Intellectual Freedom, the Digital Divide, and Cuba
February 23, 2009

I’ve started doing some research for an intellectual freedom project that examines the relationship between the government and the media in Cuba.  By way of the “Future Librarians for Intellectual Freedom” blog, I came across this article that the Guardian ran last May.  The issue of the Cuban government restricting access to Cuba’s most popular blog is, of course, disconcerting if, admittedly, emblematic of the current information environment in Cuba.  What surprised and concerned me perhaps even more significantly, was this line: “Old Havana has just one internet cafe, a state-owned enterprise charging £2.50 an hour for computer use, a sum that is a third of the average Cuban monthly salary.”
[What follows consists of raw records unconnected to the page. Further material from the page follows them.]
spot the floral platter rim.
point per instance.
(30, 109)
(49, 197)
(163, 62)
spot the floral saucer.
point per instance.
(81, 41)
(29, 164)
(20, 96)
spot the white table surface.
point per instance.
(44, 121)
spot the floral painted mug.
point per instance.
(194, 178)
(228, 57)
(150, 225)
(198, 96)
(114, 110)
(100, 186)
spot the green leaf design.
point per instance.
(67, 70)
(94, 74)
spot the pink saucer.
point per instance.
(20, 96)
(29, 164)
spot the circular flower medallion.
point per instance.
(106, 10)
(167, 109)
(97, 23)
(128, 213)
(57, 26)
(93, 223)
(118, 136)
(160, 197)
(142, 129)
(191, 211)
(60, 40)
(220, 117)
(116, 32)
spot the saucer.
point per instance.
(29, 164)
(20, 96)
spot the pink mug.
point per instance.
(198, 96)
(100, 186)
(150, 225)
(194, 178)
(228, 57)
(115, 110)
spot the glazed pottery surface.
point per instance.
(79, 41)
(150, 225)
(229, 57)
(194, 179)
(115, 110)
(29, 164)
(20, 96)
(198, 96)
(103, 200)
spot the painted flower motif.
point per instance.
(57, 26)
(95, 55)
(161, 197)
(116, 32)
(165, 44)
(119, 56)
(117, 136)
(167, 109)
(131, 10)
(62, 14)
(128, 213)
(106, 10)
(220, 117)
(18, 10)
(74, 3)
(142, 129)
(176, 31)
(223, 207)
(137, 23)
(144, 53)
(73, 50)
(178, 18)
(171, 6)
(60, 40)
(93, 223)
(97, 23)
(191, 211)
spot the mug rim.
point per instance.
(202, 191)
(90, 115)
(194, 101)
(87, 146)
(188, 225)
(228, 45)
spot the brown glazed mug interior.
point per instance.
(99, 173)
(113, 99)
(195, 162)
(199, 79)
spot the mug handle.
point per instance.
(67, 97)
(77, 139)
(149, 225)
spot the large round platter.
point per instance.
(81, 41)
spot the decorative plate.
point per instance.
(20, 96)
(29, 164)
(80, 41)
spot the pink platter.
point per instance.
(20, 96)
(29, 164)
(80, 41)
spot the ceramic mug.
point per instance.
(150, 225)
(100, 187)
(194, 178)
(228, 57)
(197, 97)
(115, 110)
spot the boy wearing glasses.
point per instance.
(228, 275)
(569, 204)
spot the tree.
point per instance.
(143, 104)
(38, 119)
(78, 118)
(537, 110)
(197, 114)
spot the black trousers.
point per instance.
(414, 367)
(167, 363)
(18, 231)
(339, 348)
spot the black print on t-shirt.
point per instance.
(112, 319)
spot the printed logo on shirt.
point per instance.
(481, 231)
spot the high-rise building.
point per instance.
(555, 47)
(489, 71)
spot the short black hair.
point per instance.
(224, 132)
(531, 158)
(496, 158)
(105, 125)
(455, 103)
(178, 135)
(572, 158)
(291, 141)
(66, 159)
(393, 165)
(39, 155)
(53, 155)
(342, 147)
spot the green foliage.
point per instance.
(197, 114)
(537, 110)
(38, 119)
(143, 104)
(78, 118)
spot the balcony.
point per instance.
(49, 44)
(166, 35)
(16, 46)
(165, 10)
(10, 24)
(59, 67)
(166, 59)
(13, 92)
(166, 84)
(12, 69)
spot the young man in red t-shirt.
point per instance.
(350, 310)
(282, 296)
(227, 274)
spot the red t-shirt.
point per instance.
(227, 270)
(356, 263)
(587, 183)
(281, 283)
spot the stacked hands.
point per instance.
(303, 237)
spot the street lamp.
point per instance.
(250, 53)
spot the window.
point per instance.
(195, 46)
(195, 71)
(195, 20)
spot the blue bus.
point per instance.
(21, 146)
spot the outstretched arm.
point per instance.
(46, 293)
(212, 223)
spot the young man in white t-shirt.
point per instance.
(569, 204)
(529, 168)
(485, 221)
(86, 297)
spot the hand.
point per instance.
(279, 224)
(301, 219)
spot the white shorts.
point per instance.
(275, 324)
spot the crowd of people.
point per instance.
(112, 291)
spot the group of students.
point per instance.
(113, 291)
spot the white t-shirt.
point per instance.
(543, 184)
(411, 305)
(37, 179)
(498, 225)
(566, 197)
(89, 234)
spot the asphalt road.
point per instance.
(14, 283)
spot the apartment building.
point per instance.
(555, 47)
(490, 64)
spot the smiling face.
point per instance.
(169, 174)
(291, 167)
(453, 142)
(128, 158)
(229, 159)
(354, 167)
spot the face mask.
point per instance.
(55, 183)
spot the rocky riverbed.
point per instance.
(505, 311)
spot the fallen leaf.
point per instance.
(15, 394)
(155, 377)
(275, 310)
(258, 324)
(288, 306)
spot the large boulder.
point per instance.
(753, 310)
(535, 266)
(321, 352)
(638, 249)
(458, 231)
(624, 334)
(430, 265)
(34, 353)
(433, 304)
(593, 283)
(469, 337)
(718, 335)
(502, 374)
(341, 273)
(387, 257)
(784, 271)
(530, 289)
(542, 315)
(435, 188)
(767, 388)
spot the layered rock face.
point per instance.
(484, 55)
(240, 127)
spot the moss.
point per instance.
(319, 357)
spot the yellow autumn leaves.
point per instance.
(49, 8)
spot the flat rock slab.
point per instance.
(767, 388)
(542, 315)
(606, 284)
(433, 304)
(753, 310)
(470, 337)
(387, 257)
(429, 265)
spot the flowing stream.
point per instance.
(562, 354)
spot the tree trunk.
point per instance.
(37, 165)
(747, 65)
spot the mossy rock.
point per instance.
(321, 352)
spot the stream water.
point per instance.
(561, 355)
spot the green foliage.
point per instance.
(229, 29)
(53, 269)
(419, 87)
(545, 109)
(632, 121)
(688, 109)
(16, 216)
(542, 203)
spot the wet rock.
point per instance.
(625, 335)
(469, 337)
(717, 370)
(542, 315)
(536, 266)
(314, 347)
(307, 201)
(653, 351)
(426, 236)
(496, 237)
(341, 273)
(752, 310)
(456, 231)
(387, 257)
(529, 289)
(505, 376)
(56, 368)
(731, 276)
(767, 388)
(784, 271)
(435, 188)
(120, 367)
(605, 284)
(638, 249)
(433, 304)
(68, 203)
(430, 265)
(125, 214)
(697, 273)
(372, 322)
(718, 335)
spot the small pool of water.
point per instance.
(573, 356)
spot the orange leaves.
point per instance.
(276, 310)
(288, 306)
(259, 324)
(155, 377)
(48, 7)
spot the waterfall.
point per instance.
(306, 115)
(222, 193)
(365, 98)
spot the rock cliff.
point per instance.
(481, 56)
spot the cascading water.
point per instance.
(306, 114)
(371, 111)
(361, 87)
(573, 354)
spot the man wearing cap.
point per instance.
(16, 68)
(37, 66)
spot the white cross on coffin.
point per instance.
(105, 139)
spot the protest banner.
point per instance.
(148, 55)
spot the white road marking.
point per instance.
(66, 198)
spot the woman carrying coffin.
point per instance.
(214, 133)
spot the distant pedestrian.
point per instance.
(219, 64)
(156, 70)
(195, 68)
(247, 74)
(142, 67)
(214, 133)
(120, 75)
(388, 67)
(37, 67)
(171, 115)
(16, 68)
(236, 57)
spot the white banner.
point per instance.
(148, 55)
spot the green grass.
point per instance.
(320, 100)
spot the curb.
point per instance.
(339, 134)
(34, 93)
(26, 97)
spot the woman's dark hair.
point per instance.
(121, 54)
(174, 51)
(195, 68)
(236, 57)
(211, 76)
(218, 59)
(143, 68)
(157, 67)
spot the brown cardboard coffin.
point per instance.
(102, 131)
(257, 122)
Having the ability to access information is an essential element to intellectual freedom.  In the States, much of the significance of the First Amendment, in regards to intellectual freedom, has just as much to do with being able to freely and easily access diverse information as it does with being allowed to speak freely.

Of course, this is not the first time that I’ve perceived a connection between the digital divide and what I like to call “equality in information.”  But I think that it is imperative that we frequently remind ourselves of how interconnected digital divide and intellectual freedom issues often are.  Addressing one and not the other often overlooks a significant portion of a bigger issue.  In this case, Raúl Castro could lift all governmental bans on access to the Internet today, which would be a cause for joy, in terms of intellectual freedom.  Yet, until the digital divide is bridged, a majority of Cubans would still be unable access this information.

Addressing the digital divide and intellectual freedom in Cuba are both daunting and, in many ways, distinct tasks.  I will be focusing my efforts on intellectual freedom, but I need to remember that it is important to often take a step back and look at the whole equation.  This can be overwhelming, but it should also provide an even stronger impetus to address these issues head on.